Australia’s government is sticking firmly to a position that there is no direct link between climate change and the country’s devastating bushfires, despite public anger, the anguish of victims and warnings from scientists.
Prime Minister Scott Morrison and his emissions reduction minister, Angus Taylor, say Australia does not need to cut carbon emissions more aggressively to limit global warming, even after a three-year drought and unprecedented bushfires.
Instead they say Australia, which contributes 1.3% of the world’s carbon emissions but is the second-largest emitter per capita behind the United States, should be rewarded for beating its emissions reduction targets for 2020.
“When it comes to reducing global emissions, Australia must and is doing its bit, but bushfires are a time when communities must unite, not divide,” Taylor said in emailed comments to Reuters on Tuesday, while he was busy at bushfire relief centres in his constituency in New South Wales state.
Stepping up efforts to cut emissions would harm the economy, the government argues, especially if it hurt Australia’s exports of coal and gas. The country last year overtook Qatar as the world’s top exporter of liquefied natural gas.
“In most countries it isn’t acceptable to pursue emission-reduction policies that add substantially to the cost of living, destroy jobs, reduce incomes and impede growth,” Taylor wrote in The Australian newspaper on Dec. 31.
“That’s why we won’t adopt (opposition) Labor’s uncosted, reckless, economy-destroying targets that will always result in a tax on energy, whether it is called that or not.”
Taylor did not detail exactly how cutting emissions would raise the cost of living.
Australians have complained that due to a lack of energy policy, power prices have risen substantially in recent years placing a heavy burden on household incomes, even as energy producers are gradually shifting to cheaper renewables.
Taylor’s came in response to criticism Australia faced at the United Nations climate summit in Madrid for blocking ambitious action to cut carbon emissions.
Environmental groups say Australia will only meet its emissions targets by including old carbon credits the government wants to count from the 1992 Kyoto Protocol.
Scientists say climate change is a key factor in the destructive wildfires.
“One of the key drivers of fire intensity, fire spread rates and fire area is temperature.

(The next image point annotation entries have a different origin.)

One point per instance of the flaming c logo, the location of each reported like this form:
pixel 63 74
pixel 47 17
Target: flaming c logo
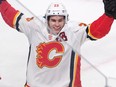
pixel 43 52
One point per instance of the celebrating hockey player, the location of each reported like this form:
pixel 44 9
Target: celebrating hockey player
pixel 55 42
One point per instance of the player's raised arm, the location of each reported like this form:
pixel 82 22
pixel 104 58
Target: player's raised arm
pixel 9 14
pixel 100 27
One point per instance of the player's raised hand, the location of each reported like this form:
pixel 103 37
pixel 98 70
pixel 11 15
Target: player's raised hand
pixel 1 1
pixel 110 8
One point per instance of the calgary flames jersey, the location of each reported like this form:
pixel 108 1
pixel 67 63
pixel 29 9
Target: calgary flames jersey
pixel 54 59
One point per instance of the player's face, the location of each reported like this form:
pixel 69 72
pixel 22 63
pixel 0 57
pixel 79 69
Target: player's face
pixel 56 23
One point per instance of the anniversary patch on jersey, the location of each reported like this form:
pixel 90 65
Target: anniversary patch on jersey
pixel 43 52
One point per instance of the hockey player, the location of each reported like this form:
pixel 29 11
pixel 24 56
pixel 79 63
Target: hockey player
pixel 55 42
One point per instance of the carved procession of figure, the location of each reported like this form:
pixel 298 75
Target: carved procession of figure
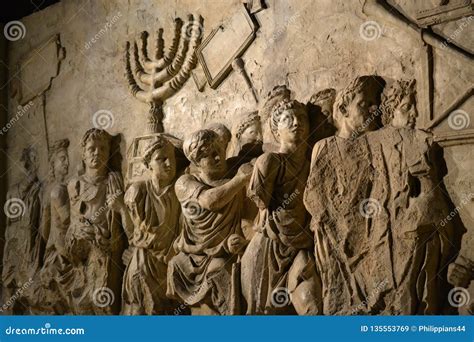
pixel 305 223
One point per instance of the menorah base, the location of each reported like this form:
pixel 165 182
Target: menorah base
pixel 155 119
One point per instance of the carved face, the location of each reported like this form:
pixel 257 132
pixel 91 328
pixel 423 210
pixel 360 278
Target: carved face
pixel 405 114
pixel 212 159
pixel 251 134
pixel 359 113
pixel 96 153
pixel 163 164
pixel 326 107
pixel 61 164
pixel 293 126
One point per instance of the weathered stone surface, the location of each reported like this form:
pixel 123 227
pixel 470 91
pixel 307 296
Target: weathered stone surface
pixel 296 186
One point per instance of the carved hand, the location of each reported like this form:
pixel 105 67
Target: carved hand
pixel 236 244
pixel 459 275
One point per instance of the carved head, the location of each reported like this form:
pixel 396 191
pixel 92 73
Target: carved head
pixel 160 159
pixel 222 131
pixel 399 104
pixel 96 148
pixel 29 160
pixel 324 99
pixel 289 122
pixel 276 95
pixel 356 105
pixel 249 129
pixel 205 150
pixel 59 159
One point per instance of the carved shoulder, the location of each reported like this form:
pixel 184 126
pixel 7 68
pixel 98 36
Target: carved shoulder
pixel 74 187
pixel 134 192
pixel 59 192
pixel 268 161
pixel 186 186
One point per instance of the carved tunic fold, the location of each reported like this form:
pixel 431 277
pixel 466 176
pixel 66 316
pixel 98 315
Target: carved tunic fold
pixel 96 241
pixel 381 258
pixel 201 272
pixel 282 225
pixel 22 252
pixel 158 218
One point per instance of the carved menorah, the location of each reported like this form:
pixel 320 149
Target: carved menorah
pixel 155 79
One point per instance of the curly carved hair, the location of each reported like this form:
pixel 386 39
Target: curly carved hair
pixel 95 134
pixel 159 143
pixel 280 108
pixel 199 142
pixel 328 94
pixel 58 145
pixel 246 121
pixel 393 95
pixel 345 96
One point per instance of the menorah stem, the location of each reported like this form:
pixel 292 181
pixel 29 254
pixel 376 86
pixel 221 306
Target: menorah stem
pixel 155 118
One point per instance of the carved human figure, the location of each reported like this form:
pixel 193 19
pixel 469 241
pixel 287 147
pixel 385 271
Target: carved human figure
pixel 376 238
pixel 418 206
pixel 278 263
pixel 246 147
pixel 94 238
pixel 399 105
pixel 334 184
pixel 200 274
pixel 222 131
pixel 155 213
pixel 320 110
pixel 22 252
pixel 56 276
pixel 247 137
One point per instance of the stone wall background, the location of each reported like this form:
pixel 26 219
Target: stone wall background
pixel 307 45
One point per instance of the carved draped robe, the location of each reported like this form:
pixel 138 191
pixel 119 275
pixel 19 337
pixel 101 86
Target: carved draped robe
pixel 384 257
pixel 202 270
pixel 98 268
pixel 282 225
pixel 23 250
pixel 52 290
pixel 158 217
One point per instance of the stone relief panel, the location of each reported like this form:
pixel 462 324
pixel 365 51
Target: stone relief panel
pixel 307 169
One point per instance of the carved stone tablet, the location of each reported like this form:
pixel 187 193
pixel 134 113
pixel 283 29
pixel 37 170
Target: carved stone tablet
pixel 224 44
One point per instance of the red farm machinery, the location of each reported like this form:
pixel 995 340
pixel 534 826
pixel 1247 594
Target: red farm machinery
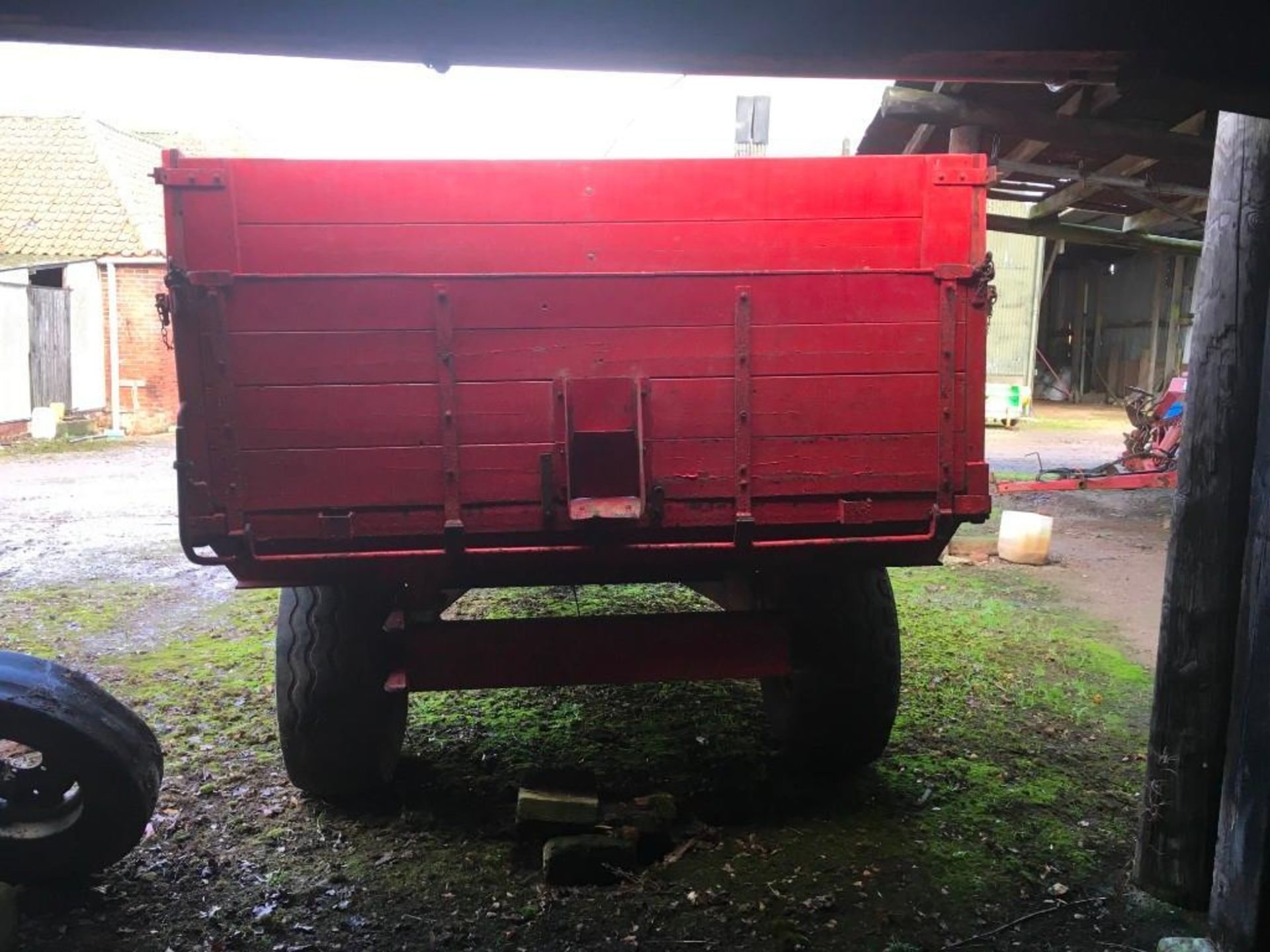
pixel 1150 457
pixel 402 380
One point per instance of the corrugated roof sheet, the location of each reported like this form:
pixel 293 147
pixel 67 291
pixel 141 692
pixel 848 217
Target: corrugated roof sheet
pixel 75 187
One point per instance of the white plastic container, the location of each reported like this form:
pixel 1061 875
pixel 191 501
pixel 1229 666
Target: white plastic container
pixel 44 423
pixel 1024 537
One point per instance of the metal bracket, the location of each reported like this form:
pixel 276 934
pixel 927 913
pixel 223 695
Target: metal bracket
pixel 945 175
pixel 948 390
pixel 190 178
pixel 210 280
pixel 546 487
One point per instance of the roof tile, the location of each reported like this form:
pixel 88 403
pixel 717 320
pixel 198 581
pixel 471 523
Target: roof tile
pixel 71 186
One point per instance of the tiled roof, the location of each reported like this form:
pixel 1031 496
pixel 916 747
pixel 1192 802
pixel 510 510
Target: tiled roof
pixel 75 187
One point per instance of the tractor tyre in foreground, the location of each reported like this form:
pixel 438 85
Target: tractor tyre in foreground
pixel 833 713
pixel 341 730
pixel 79 774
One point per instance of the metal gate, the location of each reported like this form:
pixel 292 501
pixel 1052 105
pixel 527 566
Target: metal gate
pixel 50 346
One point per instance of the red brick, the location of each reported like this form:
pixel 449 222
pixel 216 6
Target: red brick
pixel 143 354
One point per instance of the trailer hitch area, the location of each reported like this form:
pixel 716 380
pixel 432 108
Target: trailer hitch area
pixel 605 448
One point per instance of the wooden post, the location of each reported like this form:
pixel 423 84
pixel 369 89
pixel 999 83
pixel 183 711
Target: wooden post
pixel 1175 317
pixel 1096 307
pixel 1240 910
pixel 966 139
pixel 1210 516
pixel 1079 340
pixel 1147 381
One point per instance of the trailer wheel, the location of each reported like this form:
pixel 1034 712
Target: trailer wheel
pixel 836 710
pixel 79 774
pixel 341 730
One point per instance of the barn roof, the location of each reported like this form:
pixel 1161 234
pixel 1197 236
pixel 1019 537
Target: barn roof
pixel 1096 182
pixel 73 187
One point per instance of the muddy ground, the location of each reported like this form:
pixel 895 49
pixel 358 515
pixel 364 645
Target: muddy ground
pixel 1011 786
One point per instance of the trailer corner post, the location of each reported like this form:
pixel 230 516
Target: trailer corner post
pixel 1183 791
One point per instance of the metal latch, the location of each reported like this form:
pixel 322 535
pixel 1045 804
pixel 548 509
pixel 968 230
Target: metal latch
pixel 190 178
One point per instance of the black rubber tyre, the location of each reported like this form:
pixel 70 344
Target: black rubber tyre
pixel 836 710
pixel 341 730
pixel 85 800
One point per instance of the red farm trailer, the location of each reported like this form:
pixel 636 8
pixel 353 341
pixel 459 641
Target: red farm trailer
pixel 400 380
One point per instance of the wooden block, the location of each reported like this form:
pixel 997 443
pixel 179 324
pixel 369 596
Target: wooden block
pixel 554 810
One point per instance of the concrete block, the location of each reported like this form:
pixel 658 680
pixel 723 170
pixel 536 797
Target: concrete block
pixel 587 859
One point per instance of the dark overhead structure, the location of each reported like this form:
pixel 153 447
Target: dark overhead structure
pixel 1173 48
pixel 1101 116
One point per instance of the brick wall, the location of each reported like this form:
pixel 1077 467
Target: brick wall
pixel 143 356
pixel 9 432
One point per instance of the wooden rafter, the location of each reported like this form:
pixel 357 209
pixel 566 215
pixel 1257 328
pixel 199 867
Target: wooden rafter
pixel 1091 235
pixel 922 134
pixel 1124 165
pixel 1095 135
pixel 1122 182
pixel 1164 212
pixel 1032 147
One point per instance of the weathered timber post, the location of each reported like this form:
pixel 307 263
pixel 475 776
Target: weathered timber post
pixel 1240 908
pixel 1209 524
pixel 966 139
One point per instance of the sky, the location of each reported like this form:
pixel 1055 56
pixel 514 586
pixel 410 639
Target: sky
pixel 345 110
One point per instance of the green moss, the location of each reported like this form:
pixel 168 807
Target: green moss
pixel 56 619
pixel 1014 760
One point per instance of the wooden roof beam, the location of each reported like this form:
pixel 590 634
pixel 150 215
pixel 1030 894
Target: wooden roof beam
pixel 1032 147
pixel 1122 182
pixel 1124 165
pixel 1094 135
pixel 922 134
pixel 1164 212
pixel 1091 235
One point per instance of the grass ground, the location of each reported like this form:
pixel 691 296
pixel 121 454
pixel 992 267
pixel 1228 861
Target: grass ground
pixel 1011 786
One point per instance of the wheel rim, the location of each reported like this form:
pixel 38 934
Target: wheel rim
pixel 40 797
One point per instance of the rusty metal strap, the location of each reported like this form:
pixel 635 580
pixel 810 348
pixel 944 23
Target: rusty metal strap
pixel 743 433
pixel 948 390
pixel 447 389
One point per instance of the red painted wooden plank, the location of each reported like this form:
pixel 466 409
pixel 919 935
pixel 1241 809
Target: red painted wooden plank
pixel 796 405
pixel 526 518
pixel 596 301
pixel 335 479
pixel 694 190
pixel 702 469
pixel 389 415
pixel 730 247
pixel 317 303
pixel 385 476
pixel 396 476
pixel 337 357
pixel 693 352
pixel 845 348
pixel 954 220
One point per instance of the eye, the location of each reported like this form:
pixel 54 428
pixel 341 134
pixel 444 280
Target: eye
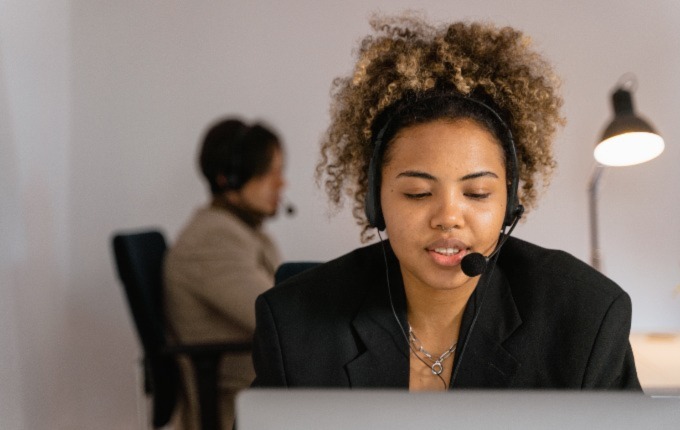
pixel 478 196
pixel 417 196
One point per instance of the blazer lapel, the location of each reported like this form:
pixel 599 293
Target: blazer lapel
pixel 484 362
pixel 383 358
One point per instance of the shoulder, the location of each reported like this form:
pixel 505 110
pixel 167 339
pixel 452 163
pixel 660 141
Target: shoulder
pixel 210 230
pixel 343 280
pixel 555 272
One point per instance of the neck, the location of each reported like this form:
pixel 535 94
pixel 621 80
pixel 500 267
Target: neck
pixel 252 218
pixel 434 315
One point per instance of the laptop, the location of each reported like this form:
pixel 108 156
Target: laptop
pixel 330 409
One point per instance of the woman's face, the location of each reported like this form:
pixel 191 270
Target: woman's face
pixel 443 196
pixel 262 194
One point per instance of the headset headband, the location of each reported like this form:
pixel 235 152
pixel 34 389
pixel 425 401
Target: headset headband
pixel 372 205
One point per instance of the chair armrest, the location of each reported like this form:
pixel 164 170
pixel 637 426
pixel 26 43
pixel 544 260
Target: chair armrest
pixel 192 349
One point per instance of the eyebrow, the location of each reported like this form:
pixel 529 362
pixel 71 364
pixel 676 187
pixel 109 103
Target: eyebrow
pixel 427 176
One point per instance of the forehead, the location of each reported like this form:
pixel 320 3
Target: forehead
pixel 459 143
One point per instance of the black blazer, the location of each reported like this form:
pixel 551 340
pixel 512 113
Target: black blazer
pixel 545 320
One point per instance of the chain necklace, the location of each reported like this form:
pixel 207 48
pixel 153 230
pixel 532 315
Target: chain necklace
pixel 436 365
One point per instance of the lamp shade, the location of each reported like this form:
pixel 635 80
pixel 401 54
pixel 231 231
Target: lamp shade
pixel 628 139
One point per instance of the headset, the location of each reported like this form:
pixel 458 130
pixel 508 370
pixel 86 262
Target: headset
pixel 477 262
pixel 372 206
pixel 236 155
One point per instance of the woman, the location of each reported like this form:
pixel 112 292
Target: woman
pixel 223 257
pixel 444 135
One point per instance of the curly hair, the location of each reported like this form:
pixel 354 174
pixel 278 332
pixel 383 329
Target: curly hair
pixel 405 56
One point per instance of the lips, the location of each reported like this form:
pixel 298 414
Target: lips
pixel 447 252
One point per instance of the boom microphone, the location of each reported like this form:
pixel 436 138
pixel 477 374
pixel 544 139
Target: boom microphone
pixel 475 263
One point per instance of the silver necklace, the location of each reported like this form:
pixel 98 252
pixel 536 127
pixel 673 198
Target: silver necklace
pixel 436 365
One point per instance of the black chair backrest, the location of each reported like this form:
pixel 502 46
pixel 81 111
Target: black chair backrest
pixel 139 258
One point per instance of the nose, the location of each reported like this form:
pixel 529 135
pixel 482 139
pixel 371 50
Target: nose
pixel 447 213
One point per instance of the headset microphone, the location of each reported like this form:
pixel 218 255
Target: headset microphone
pixel 475 263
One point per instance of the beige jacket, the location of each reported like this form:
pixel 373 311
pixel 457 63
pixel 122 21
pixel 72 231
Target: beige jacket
pixel 213 273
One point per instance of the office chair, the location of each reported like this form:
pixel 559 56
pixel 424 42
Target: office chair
pixel 139 260
pixel 286 270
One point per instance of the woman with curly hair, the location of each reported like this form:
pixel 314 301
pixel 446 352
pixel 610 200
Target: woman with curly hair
pixel 442 136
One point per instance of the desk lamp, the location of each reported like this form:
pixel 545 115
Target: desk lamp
pixel 626 141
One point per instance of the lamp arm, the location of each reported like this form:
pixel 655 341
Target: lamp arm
pixel 593 188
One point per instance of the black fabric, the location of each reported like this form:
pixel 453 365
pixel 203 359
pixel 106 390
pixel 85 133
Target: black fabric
pixel 547 320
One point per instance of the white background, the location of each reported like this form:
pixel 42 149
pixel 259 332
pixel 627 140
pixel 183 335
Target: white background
pixel 103 103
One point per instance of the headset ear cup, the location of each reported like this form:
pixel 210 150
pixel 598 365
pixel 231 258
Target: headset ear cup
pixel 372 202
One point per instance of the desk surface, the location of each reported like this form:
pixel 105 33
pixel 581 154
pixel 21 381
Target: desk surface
pixel 657 358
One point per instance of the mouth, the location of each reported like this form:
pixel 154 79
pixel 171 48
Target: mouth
pixel 447 252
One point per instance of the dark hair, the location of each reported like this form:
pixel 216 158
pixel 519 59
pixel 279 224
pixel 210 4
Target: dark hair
pixel 406 54
pixel 238 151
pixel 441 104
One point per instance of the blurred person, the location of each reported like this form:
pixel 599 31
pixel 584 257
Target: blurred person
pixel 223 259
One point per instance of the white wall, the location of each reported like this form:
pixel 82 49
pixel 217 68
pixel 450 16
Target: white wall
pixel 102 105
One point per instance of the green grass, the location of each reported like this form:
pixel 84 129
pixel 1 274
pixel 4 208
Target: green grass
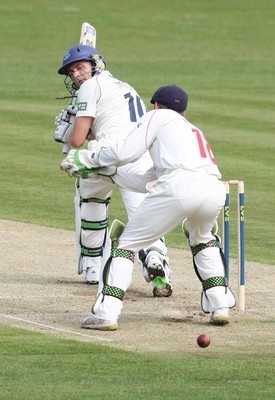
pixel 221 53
pixel 50 368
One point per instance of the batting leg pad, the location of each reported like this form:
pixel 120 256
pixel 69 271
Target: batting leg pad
pixel 91 230
pixel 117 277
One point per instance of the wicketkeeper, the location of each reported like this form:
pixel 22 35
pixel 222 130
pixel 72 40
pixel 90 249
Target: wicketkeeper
pixel 187 184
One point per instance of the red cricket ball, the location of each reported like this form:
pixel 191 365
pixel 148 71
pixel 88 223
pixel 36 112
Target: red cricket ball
pixel 203 340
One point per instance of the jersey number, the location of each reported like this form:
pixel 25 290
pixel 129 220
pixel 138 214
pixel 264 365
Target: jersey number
pixel 135 107
pixel 204 147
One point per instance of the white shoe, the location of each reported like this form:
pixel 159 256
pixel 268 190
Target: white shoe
pixel 92 275
pixel 220 316
pixel 91 322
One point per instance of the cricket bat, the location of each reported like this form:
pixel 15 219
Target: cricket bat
pixel 87 38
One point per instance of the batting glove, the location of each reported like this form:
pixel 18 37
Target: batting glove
pixel 64 124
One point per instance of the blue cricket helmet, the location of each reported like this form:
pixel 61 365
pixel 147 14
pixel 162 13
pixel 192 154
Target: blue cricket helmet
pixel 82 53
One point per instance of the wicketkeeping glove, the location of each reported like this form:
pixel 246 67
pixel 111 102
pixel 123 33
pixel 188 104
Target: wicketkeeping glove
pixel 64 124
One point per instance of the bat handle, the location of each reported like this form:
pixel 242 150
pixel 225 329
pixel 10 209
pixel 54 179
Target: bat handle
pixel 66 148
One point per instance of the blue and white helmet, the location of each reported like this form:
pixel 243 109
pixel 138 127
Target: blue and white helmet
pixel 83 53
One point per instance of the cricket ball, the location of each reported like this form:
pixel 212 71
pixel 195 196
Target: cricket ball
pixel 203 340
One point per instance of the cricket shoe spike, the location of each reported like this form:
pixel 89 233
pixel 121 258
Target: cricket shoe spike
pixel 92 275
pixel 220 316
pixel 92 322
pixel 185 229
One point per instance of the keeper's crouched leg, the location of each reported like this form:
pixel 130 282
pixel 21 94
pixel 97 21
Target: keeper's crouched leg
pixel 216 297
pixel 117 277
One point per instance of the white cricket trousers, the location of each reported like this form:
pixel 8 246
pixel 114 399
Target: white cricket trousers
pixel 174 197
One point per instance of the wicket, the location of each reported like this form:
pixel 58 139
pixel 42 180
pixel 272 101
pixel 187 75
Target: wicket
pixel 226 238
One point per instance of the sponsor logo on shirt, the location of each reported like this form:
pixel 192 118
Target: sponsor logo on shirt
pixel 82 106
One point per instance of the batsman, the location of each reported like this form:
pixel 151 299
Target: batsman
pixel 106 110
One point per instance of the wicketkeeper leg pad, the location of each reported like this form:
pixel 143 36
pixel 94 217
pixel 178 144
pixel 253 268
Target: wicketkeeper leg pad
pixel 117 277
pixel 208 260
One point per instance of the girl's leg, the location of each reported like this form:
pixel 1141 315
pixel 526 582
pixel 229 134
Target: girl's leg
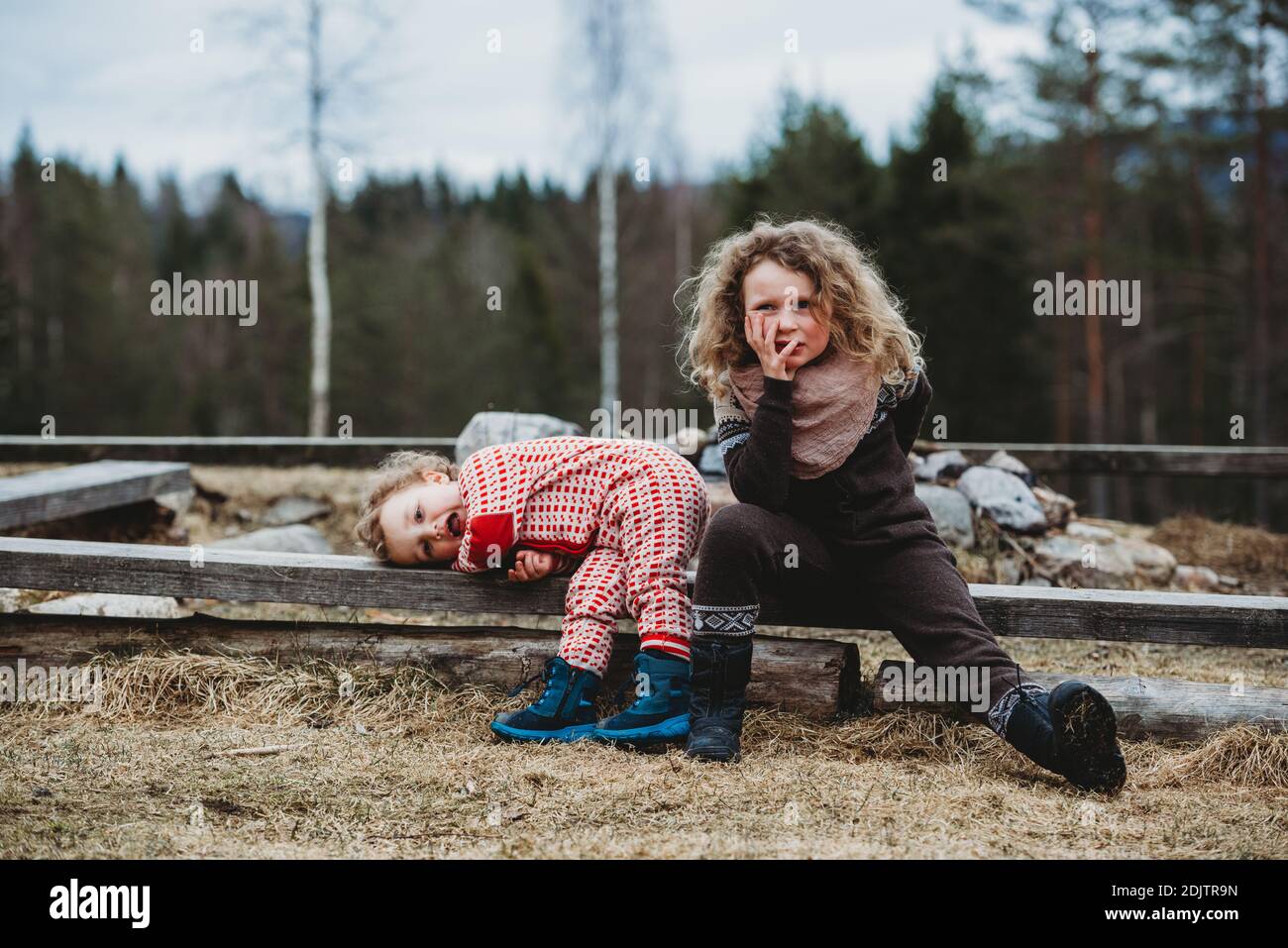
pixel 596 595
pixel 660 522
pixel 912 579
pixel 747 553
pixel 566 710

And in Australia we’ve just experienced record high temperatures,” said Mark Howden, director of the Climate Change Institute at Australian National University.
The burning forests are a double whammy for the environment, as they add to carbon emissions while also removing carbon sinks which will take decades to grow back, said David Holmes, director of the Monash University Climate Change Communication Research Hub.
Australia’s bushfires since September have emitted about 350 million tonnes of carbon dioxide, equal to two-thirds the country’s annual emissions from man-made sources, estimated Pep Canadell, director of the Global Carbon Project, based on data from NASA satellites.
To others, from opposition Labor to film star Russell Crowe, who skipped the Golden Globes awards to fight bushfires in Australia, to U.S. Senator Bernie Sanders, the link is clear between climate change and Australia’s fires which have killed 25 people, destroyed thousands of homes and razed more than 8 million hectares (20 million acres) of land since September.
“I say to those who are delaying action on climate change: look at the blood-red sky and unbreathable air in Australia because of raging forest fires,” Sanders said on social media last week.
Amid an outbreak of fires in several states in November, Labor leader Anthony Albanese urged Morrison to beef up resources to prepare for, fight and prevent disasters.
“The fire season is starting earlier and finishing later, and emergency leaders agree that extreme weather events in Australia will only increase in severity and frequency, due to climate change,” Albanese wrote in the Nov. 22 letter, which he posted on social media.